(Or: Alas, Poor Dale..Though the Favorites of the Gods Die Young,
They Also Live Eternally in Cheesy Home Video)
In the spirit of all good governments in exile, I continue to share
information with the beleaguered populace.
I transmit this e-mail at enormous risk to my health and well-being
(not to mention my sanity, as I stay on hold with my ISP...Oddly,
the hold music they play is always from "Mulan". I choose
to believe this is coincidence...) in the hopes that someday, I will
be able to return above-ground, see the bright sunshine reflect off
a dozen rooftop scopes, pat reflexively at my body armor, dive for
cover behind a white government-issue Suburban, and, smiling, know
that all is right with the world once more.
I realize that I am drifting, please forgive me. It's been days since
I spoke with another human being, besides the ones in my old surveillance
tapes, and they are always much, much too busy to answer me back.
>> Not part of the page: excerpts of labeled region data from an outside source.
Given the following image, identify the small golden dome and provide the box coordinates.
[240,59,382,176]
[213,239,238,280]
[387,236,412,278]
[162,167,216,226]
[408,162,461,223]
Still getting phone calls from Goofy, the floppy-eared bastard, calling
my anonymous voice mail box. Somehow, he has uncovered the FLO, and
in his typical delusional/obsessive fashion is trying to twist my
pure and honest affection for the little guy into something cheap
More tawdry, anyway.
I am saving the answering machine tapes for the prosecutor's office.
One message in particular sends a chill down my spine every time I
"R-r-r-r-r-r-raine (yuk, yuk) I k-n-now you (yuk, yuk) you're
there. I found out about (yuk, yuk) little Frohik-k-k..."
<sounds of breaking furniture, muffled cursing and thumping>
"That x-f-f-files perv-perv-perv.. OH DAMMIT (whooogolly!!),
YOU KNOW WHAT
I'M SAYING!! (yuk, yuk)..."
<another long silence, then a low, menacing whisper>
"You can't hide from me, Raine...You th-th-th-think what (yuk,
yuk) hap-p-pened to
D-d-d-Dale was an ac-ac-ac...OH C-CRAP!!!...Coincidence? Eisner gave
me a licence
(whoogolly!!) to K-K-KILL (yuk, yuk)!!!"
...I find myself drained of energy just thinking of this whole sorry
mess, dear Flovians...I think I shall go back to laying small explosive
charges, watching C-Span and the Disney channel, and dreaming strange,
vague dreams of Kenneth Starr as Flounder, the Cuttle Fish from the
Soon, I will be forced to venture outside for more Thorazine.